Unfortunately a solution hasn’t been found and the deadline is fast approaching making the so called GREXIT (Greece out of the EU) a very strong possibility. As of today no one really knows what the outcome will be and we can only hope that an agreement will soon be reached.

For the time being however I don’t want to concentrate on that GREXIT but on the other GREXIT, the one that knocked us out of the European Cup which will take place in 2016 in France between the soccer powers of Europe.

Germany and co. kicking us out of the EU is something I do understand, but being knocked out of the European Cup finals this past weekend by a country with a population of 50,000 named the Faroe Islands, I do not.

It wasn’t that long ago (2004) that we were crowned European champions by defeating powerhouse Portugal with Cristiano Ronaldo and Luís Figo in the final in Lisbon sending Greeks worldwide in a frenzy and making us proud once again. We Greeks of the diaspora who not long ago were shortening our last names and being called “Gus” instead of “Kosta” in order to assimilate, started putting “Hellas” bumper stickers on our cars and young Greek men were getting tattoos with the Greek flag on their biceps, telling the world that we had risen again as a people and a nation.

What happened?
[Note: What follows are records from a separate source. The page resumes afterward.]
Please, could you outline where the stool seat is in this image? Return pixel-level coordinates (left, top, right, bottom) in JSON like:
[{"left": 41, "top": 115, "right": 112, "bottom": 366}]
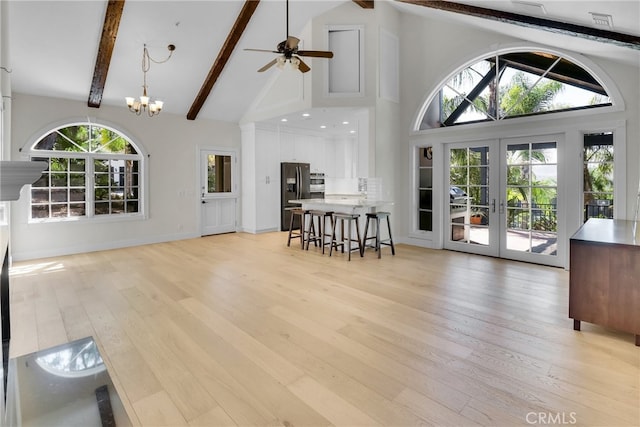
[
  {"left": 329, "top": 212, "right": 363, "bottom": 261},
  {"left": 362, "top": 212, "right": 396, "bottom": 258}
]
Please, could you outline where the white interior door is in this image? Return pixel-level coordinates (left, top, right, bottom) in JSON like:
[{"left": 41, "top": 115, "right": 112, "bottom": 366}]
[{"left": 200, "top": 149, "right": 238, "bottom": 236}]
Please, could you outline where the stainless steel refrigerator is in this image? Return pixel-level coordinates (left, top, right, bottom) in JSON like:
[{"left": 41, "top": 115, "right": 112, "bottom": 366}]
[{"left": 280, "top": 163, "right": 311, "bottom": 231}]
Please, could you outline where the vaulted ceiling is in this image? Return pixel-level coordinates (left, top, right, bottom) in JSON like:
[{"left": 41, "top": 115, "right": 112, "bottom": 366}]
[{"left": 8, "top": 0, "right": 640, "bottom": 130}]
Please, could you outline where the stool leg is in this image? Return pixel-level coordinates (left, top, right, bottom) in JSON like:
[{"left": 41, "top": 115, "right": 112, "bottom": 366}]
[
  {"left": 387, "top": 216, "right": 396, "bottom": 255},
  {"left": 347, "top": 220, "right": 352, "bottom": 261},
  {"left": 305, "top": 215, "right": 316, "bottom": 250},
  {"left": 287, "top": 212, "right": 294, "bottom": 246},
  {"left": 329, "top": 218, "right": 338, "bottom": 256},
  {"left": 355, "top": 219, "right": 364, "bottom": 258},
  {"left": 375, "top": 218, "right": 382, "bottom": 258},
  {"left": 300, "top": 212, "right": 305, "bottom": 249},
  {"left": 362, "top": 217, "right": 369, "bottom": 253}
]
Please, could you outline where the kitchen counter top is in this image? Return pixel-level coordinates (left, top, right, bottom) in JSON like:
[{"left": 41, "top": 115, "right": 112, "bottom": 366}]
[{"left": 289, "top": 197, "right": 393, "bottom": 210}]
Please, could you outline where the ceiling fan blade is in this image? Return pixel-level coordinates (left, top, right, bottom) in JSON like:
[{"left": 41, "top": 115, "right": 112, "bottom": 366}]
[
  {"left": 298, "top": 58, "right": 311, "bottom": 73},
  {"left": 258, "top": 58, "right": 278, "bottom": 73},
  {"left": 285, "top": 36, "right": 300, "bottom": 50},
  {"left": 297, "top": 50, "right": 333, "bottom": 58},
  {"left": 243, "top": 48, "right": 279, "bottom": 53}
]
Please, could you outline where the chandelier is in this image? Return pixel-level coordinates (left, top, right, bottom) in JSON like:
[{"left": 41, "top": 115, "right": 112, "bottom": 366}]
[{"left": 125, "top": 44, "right": 176, "bottom": 117}]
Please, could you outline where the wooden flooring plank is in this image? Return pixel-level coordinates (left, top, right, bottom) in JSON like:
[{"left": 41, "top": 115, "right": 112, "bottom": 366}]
[{"left": 10, "top": 232, "right": 640, "bottom": 426}]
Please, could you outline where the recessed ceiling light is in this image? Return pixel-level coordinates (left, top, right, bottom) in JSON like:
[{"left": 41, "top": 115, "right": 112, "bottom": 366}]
[{"left": 589, "top": 12, "right": 613, "bottom": 28}]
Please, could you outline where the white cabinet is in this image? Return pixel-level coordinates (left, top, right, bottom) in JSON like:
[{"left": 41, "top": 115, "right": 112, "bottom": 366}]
[{"left": 255, "top": 129, "right": 280, "bottom": 232}]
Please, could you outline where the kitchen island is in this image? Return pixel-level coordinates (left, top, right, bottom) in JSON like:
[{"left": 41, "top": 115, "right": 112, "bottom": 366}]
[
  {"left": 569, "top": 218, "right": 640, "bottom": 346},
  {"left": 289, "top": 195, "right": 393, "bottom": 213}
]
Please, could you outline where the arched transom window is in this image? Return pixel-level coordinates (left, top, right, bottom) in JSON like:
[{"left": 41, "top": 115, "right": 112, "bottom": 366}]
[
  {"left": 420, "top": 52, "right": 611, "bottom": 130},
  {"left": 30, "top": 123, "right": 144, "bottom": 220}
]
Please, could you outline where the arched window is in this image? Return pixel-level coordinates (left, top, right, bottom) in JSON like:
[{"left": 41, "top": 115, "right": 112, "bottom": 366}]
[
  {"left": 30, "top": 123, "right": 144, "bottom": 220},
  {"left": 420, "top": 51, "right": 611, "bottom": 130}
]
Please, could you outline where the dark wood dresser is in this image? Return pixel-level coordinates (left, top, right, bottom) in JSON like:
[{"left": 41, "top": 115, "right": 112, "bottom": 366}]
[{"left": 569, "top": 218, "right": 640, "bottom": 346}]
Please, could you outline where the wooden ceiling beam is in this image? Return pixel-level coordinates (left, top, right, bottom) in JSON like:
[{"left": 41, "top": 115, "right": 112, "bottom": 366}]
[
  {"left": 396, "top": 0, "right": 640, "bottom": 50},
  {"left": 87, "top": 0, "right": 125, "bottom": 108},
  {"left": 187, "top": 0, "right": 260, "bottom": 120},
  {"left": 353, "top": 0, "right": 374, "bottom": 9}
]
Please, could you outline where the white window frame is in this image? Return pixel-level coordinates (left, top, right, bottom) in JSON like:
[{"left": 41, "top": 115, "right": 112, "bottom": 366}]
[
  {"left": 26, "top": 120, "right": 149, "bottom": 224},
  {"left": 324, "top": 25, "right": 365, "bottom": 98}
]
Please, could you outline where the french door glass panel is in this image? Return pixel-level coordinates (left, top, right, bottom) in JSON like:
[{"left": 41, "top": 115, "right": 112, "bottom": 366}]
[
  {"left": 445, "top": 142, "right": 499, "bottom": 256},
  {"left": 445, "top": 137, "right": 562, "bottom": 265},
  {"left": 505, "top": 141, "right": 558, "bottom": 256}
]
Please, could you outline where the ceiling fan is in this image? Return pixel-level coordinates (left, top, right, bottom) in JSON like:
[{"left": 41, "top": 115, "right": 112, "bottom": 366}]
[{"left": 245, "top": 0, "right": 333, "bottom": 73}]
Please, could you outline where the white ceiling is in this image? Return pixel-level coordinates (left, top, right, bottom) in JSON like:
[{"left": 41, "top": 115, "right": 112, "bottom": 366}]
[{"left": 2, "top": 0, "right": 640, "bottom": 137}]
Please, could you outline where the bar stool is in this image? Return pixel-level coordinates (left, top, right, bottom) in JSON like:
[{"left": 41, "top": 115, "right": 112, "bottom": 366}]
[
  {"left": 362, "top": 212, "right": 396, "bottom": 258},
  {"left": 287, "top": 208, "right": 313, "bottom": 249},
  {"left": 329, "top": 212, "right": 363, "bottom": 261},
  {"left": 306, "top": 210, "right": 334, "bottom": 254}
]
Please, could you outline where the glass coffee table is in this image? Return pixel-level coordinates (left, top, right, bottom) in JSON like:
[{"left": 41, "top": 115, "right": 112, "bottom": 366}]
[{"left": 5, "top": 337, "right": 131, "bottom": 427}]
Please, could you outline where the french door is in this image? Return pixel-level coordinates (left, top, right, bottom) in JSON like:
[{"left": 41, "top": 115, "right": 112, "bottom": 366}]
[{"left": 444, "top": 135, "right": 564, "bottom": 266}]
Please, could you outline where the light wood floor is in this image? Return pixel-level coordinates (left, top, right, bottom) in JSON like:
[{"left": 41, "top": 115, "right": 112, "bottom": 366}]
[{"left": 6, "top": 233, "right": 640, "bottom": 426}]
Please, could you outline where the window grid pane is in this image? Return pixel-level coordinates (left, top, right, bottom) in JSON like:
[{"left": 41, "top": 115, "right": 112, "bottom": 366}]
[{"left": 31, "top": 124, "right": 142, "bottom": 219}]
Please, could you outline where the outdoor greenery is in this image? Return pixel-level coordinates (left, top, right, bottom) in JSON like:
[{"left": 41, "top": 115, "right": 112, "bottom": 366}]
[
  {"left": 31, "top": 123, "right": 140, "bottom": 218},
  {"left": 443, "top": 67, "right": 564, "bottom": 231}
]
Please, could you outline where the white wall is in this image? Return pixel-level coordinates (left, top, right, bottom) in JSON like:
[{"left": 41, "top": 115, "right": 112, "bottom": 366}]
[{"left": 11, "top": 93, "right": 240, "bottom": 259}]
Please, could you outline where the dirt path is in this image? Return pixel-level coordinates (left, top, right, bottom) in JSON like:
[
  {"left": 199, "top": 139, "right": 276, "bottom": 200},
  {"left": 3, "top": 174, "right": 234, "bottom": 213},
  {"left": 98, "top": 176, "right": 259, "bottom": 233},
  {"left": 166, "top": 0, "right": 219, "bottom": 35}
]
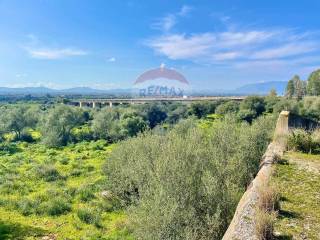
[{"left": 274, "top": 153, "right": 320, "bottom": 240}]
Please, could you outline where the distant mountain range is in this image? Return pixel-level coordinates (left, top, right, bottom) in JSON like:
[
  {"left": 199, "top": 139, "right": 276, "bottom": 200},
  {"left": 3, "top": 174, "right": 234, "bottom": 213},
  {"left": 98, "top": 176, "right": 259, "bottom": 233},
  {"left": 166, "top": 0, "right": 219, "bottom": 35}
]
[
  {"left": 234, "top": 81, "right": 288, "bottom": 95},
  {"left": 0, "top": 81, "right": 287, "bottom": 95}
]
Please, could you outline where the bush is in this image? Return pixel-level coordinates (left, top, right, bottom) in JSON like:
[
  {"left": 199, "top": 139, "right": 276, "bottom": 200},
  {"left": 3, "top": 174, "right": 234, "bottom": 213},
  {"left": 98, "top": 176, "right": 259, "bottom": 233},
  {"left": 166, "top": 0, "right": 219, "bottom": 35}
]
[
  {"left": 16, "top": 198, "right": 40, "bottom": 216},
  {"left": 105, "top": 117, "right": 274, "bottom": 239},
  {"left": 37, "top": 165, "right": 63, "bottom": 182},
  {"left": 288, "top": 129, "right": 320, "bottom": 153},
  {"left": 77, "top": 207, "right": 101, "bottom": 227},
  {"left": 78, "top": 185, "right": 95, "bottom": 202},
  {"left": 288, "top": 129, "right": 313, "bottom": 153},
  {"left": 43, "top": 197, "right": 71, "bottom": 216}
]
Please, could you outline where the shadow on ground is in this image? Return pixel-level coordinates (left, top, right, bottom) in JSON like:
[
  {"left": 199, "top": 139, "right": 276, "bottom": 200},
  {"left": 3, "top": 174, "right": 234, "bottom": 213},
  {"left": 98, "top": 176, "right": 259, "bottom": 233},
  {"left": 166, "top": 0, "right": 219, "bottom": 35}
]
[
  {"left": 273, "top": 235, "right": 293, "bottom": 240},
  {"left": 0, "top": 220, "right": 45, "bottom": 240},
  {"left": 278, "top": 210, "right": 301, "bottom": 219}
]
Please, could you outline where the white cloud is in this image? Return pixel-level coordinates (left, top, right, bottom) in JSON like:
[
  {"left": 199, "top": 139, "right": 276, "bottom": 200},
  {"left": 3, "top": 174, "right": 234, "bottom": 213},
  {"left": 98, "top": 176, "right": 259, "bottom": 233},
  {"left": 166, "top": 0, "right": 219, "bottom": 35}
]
[
  {"left": 152, "top": 14, "right": 177, "bottom": 32},
  {"left": 16, "top": 73, "right": 28, "bottom": 78},
  {"left": 152, "top": 5, "right": 192, "bottom": 32},
  {"left": 147, "top": 33, "right": 215, "bottom": 59},
  {"left": 213, "top": 52, "right": 244, "bottom": 61},
  {"left": 22, "top": 34, "right": 88, "bottom": 60},
  {"left": 145, "top": 30, "right": 319, "bottom": 64},
  {"left": 177, "top": 5, "right": 193, "bottom": 17},
  {"left": 252, "top": 42, "right": 317, "bottom": 59},
  {"left": 26, "top": 48, "right": 88, "bottom": 60}
]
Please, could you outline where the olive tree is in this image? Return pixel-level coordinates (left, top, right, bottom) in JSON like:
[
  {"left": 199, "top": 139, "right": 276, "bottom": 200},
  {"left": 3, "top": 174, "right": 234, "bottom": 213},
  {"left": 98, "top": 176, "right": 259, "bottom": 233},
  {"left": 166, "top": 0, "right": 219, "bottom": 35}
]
[
  {"left": 41, "top": 105, "right": 84, "bottom": 147},
  {"left": 0, "top": 105, "right": 39, "bottom": 140},
  {"left": 105, "top": 117, "right": 273, "bottom": 240}
]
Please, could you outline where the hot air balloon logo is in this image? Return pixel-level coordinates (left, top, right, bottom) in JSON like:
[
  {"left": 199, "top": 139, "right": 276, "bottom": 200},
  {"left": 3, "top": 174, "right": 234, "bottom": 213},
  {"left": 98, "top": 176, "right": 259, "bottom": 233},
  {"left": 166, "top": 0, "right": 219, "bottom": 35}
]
[{"left": 134, "top": 64, "right": 189, "bottom": 97}]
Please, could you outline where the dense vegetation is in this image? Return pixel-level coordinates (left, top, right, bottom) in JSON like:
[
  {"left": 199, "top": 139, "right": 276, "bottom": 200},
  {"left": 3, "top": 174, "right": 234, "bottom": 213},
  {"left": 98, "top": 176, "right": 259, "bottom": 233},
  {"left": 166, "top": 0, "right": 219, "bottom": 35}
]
[
  {"left": 105, "top": 117, "right": 274, "bottom": 239},
  {"left": 0, "top": 67, "right": 320, "bottom": 239},
  {"left": 273, "top": 152, "right": 320, "bottom": 240}
]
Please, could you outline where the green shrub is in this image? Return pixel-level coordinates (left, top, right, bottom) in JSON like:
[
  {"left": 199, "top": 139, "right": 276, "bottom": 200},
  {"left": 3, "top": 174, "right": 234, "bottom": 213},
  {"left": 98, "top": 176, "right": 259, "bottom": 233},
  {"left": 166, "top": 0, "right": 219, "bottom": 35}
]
[
  {"left": 16, "top": 198, "right": 40, "bottom": 216},
  {"left": 78, "top": 185, "right": 95, "bottom": 202},
  {"left": 77, "top": 207, "right": 101, "bottom": 227},
  {"left": 105, "top": 116, "right": 274, "bottom": 239},
  {"left": 43, "top": 197, "right": 71, "bottom": 216},
  {"left": 288, "top": 129, "right": 313, "bottom": 153},
  {"left": 37, "top": 165, "right": 63, "bottom": 182}
]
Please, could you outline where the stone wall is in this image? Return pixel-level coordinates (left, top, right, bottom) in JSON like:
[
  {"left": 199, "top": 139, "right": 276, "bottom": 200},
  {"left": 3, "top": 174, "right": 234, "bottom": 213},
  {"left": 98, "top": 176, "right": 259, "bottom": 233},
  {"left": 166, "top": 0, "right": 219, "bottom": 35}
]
[{"left": 222, "top": 111, "right": 290, "bottom": 240}]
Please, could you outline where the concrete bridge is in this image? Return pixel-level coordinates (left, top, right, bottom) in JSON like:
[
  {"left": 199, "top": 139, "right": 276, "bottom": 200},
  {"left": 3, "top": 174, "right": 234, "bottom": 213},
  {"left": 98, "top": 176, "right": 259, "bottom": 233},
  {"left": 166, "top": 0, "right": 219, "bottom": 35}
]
[{"left": 69, "top": 96, "right": 246, "bottom": 108}]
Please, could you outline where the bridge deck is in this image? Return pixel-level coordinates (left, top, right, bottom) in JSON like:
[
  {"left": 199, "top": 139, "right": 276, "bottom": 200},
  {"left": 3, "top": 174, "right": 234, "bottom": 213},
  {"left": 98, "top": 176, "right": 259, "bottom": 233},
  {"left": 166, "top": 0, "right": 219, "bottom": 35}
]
[{"left": 72, "top": 96, "right": 245, "bottom": 103}]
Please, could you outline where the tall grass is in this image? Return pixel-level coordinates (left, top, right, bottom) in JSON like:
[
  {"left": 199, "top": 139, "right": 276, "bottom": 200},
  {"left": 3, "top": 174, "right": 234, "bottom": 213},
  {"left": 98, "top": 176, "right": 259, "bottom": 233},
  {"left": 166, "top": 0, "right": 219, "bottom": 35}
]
[{"left": 105, "top": 117, "right": 274, "bottom": 240}]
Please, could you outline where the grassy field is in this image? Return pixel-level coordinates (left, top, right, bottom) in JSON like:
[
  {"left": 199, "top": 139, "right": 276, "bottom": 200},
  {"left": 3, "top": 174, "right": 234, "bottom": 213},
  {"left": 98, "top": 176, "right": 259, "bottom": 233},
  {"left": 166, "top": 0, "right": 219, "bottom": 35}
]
[
  {"left": 0, "top": 141, "right": 131, "bottom": 240},
  {"left": 274, "top": 152, "right": 320, "bottom": 240}
]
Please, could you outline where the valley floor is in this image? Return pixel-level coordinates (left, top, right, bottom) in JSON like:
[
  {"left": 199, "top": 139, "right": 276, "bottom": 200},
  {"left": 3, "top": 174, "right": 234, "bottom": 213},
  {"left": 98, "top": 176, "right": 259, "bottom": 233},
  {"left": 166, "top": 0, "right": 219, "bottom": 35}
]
[
  {"left": 274, "top": 152, "right": 320, "bottom": 240},
  {"left": 0, "top": 141, "right": 131, "bottom": 240}
]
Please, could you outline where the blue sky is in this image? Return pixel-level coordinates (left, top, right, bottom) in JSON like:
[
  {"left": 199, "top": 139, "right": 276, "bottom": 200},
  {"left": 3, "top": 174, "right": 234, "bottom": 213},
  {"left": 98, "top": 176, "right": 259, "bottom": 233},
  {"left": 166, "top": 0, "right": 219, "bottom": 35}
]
[{"left": 0, "top": 0, "right": 320, "bottom": 89}]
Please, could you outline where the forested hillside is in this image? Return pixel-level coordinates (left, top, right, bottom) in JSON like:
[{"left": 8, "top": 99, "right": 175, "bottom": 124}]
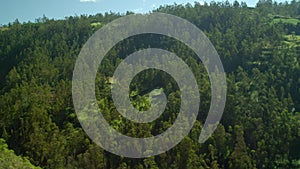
[{"left": 0, "top": 0, "right": 300, "bottom": 169}]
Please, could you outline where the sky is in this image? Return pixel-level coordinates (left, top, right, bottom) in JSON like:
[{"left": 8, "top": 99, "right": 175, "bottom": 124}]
[{"left": 0, "top": 0, "right": 290, "bottom": 25}]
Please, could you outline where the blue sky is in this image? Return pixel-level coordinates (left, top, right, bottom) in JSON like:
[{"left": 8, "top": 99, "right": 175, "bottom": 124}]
[{"left": 0, "top": 0, "right": 290, "bottom": 25}]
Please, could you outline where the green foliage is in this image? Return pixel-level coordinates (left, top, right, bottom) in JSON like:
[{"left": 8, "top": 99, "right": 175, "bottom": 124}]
[
  {"left": 0, "top": 0, "right": 300, "bottom": 169},
  {"left": 0, "top": 138, "right": 40, "bottom": 169}
]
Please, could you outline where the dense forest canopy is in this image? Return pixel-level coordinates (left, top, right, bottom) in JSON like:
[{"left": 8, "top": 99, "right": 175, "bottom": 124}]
[{"left": 0, "top": 0, "right": 300, "bottom": 169}]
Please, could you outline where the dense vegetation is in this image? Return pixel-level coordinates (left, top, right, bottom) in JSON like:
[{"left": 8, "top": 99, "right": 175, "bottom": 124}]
[{"left": 0, "top": 0, "right": 300, "bottom": 169}]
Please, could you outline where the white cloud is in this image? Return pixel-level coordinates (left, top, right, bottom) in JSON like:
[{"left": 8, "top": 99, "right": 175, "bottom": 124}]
[{"left": 80, "top": 0, "right": 97, "bottom": 2}]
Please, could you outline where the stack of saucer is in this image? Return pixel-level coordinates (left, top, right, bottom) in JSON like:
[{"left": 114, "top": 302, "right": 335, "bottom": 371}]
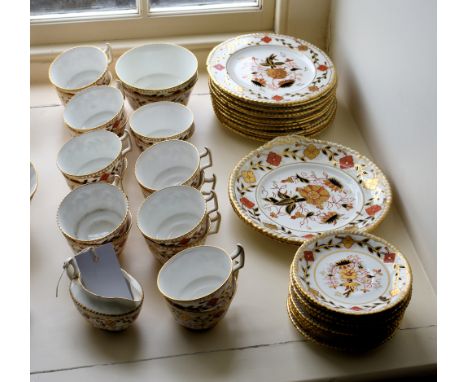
[
  {"left": 207, "top": 33, "right": 337, "bottom": 140},
  {"left": 287, "top": 231, "right": 412, "bottom": 351}
]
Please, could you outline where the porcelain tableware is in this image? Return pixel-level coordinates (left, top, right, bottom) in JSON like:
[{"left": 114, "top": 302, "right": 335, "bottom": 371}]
[
  {"left": 69, "top": 269, "right": 144, "bottom": 331},
  {"left": 57, "top": 130, "right": 132, "bottom": 189},
  {"left": 229, "top": 135, "right": 392, "bottom": 244},
  {"left": 29, "top": 162, "right": 37, "bottom": 200},
  {"left": 129, "top": 101, "right": 195, "bottom": 150},
  {"left": 63, "top": 86, "right": 127, "bottom": 136},
  {"left": 157, "top": 244, "right": 245, "bottom": 325},
  {"left": 137, "top": 186, "right": 221, "bottom": 263},
  {"left": 49, "top": 44, "right": 112, "bottom": 105},
  {"left": 115, "top": 43, "right": 198, "bottom": 109},
  {"left": 135, "top": 140, "right": 216, "bottom": 196},
  {"left": 57, "top": 175, "right": 132, "bottom": 255}
]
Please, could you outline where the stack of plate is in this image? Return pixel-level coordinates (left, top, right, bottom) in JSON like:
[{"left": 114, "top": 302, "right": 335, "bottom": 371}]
[
  {"left": 207, "top": 33, "right": 336, "bottom": 140},
  {"left": 287, "top": 231, "right": 412, "bottom": 351}
]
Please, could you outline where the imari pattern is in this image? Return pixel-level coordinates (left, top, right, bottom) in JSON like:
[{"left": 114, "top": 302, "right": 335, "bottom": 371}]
[
  {"left": 292, "top": 233, "right": 412, "bottom": 314},
  {"left": 229, "top": 136, "right": 391, "bottom": 243},
  {"left": 207, "top": 33, "right": 336, "bottom": 104}
]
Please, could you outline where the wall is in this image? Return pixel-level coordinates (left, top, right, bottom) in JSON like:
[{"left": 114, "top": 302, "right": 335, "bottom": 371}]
[{"left": 329, "top": 0, "right": 437, "bottom": 288}]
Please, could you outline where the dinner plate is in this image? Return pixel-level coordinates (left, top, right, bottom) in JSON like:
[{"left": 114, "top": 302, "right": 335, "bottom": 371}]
[
  {"left": 207, "top": 33, "right": 336, "bottom": 105},
  {"left": 229, "top": 135, "right": 392, "bottom": 244},
  {"left": 292, "top": 231, "right": 412, "bottom": 316}
]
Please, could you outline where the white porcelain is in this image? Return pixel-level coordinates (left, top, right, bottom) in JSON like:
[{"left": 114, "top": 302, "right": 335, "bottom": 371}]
[
  {"left": 63, "top": 86, "right": 124, "bottom": 133},
  {"left": 49, "top": 46, "right": 112, "bottom": 90},
  {"left": 57, "top": 182, "right": 128, "bottom": 241},
  {"left": 135, "top": 140, "right": 212, "bottom": 192},
  {"left": 157, "top": 245, "right": 244, "bottom": 304},
  {"left": 129, "top": 101, "right": 193, "bottom": 139},
  {"left": 137, "top": 186, "right": 207, "bottom": 240},
  {"left": 115, "top": 44, "right": 198, "bottom": 90},
  {"left": 29, "top": 162, "right": 37, "bottom": 199},
  {"left": 57, "top": 130, "right": 131, "bottom": 176}
]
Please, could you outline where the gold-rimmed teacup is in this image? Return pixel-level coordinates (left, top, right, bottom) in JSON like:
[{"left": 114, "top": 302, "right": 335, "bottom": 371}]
[
  {"left": 57, "top": 175, "right": 132, "bottom": 256},
  {"left": 137, "top": 186, "right": 221, "bottom": 263},
  {"left": 63, "top": 86, "right": 127, "bottom": 137},
  {"left": 57, "top": 130, "right": 132, "bottom": 189},
  {"left": 135, "top": 140, "right": 216, "bottom": 197},
  {"left": 49, "top": 44, "right": 112, "bottom": 105},
  {"left": 115, "top": 43, "right": 198, "bottom": 109},
  {"left": 128, "top": 101, "right": 195, "bottom": 150},
  {"left": 157, "top": 244, "right": 245, "bottom": 329}
]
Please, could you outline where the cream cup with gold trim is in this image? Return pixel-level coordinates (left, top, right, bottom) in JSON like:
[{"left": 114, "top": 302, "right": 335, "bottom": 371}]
[
  {"left": 157, "top": 244, "right": 245, "bottom": 329},
  {"left": 49, "top": 44, "right": 112, "bottom": 105},
  {"left": 129, "top": 101, "right": 195, "bottom": 150},
  {"left": 115, "top": 43, "right": 198, "bottom": 109},
  {"left": 57, "top": 175, "right": 132, "bottom": 255},
  {"left": 137, "top": 186, "right": 221, "bottom": 263},
  {"left": 57, "top": 130, "right": 132, "bottom": 189},
  {"left": 63, "top": 86, "right": 127, "bottom": 137},
  {"left": 135, "top": 140, "right": 216, "bottom": 197}
]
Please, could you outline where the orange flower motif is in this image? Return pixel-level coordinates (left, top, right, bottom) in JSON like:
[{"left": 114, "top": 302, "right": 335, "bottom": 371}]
[
  {"left": 242, "top": 170, "right": 257, "bottom": 183},
  {"left": 341, "top": 236, "right": 354, "bottom": 249},
  {"left": 296, "top": 184, "right": 330, "bottom": 209},
  {"left": 304, "top": 144, "right": 320, "bottom": 159}
]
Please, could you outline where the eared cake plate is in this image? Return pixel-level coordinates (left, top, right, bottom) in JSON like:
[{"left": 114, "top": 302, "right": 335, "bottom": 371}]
[
  {"left": 229, "top": 135, "right": 392, "bottom": 245},
  {"left": 292, "top": 231, "right": 412, "bottom": 316},
  {"left": 207, "top": 33, "right": 336, "bottom": 105}
]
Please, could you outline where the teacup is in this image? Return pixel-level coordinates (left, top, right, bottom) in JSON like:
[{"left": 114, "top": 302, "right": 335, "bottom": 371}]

It just seemed like yesterday when Charisteas and Karagounis were proudly lifting the European cup in Athens with millions of Greeks cheering them on. How could a country no bigger than the city of Kozani Greece and amateur players defeat us not once but twice and send us packing one may ask?

In part, the squad of 2004 was special, very special with players like Karagounis in his prime, Seitaridis (one of the best right backs in Europe) captain Zagorakis and a defenseman named Dellas who would command the defense with such poise and shut down the best opposing strikers. There was workhorse Basinas and striker Charisteas, the midfield maestro Tsartas and Gianakopoulos. Putting all the pieces of the puzzle together was a German coach who became a national hero, Otto Rehhagel.

2004 was indeed a historic moment which most likely we will never witness again at least in our lifetime. Losing to a country ranked 103rd in the world and becoming a joke worldwide however is a whole other story.

Greek soccer like the rest of the country has been in a state of chaos for some time now with investigations of match fixings and money laundering by the biggest clubs leaving the Greek league with inferior Greek players and foreigners in their mid 30’s whose best days are behind them but even that doesn’t fully justify what happened.

It just seems like we need to start over as a country, sports included and that will take planning, education and realizing that we can’t constantly use our rich ancient history as a crutch. We need to participate in the modern world with hard work and productivity to get us out of the mess we’re in but unfortunately there seems to be no light at the end of the tunnel and not much to be proud of as a Greek today.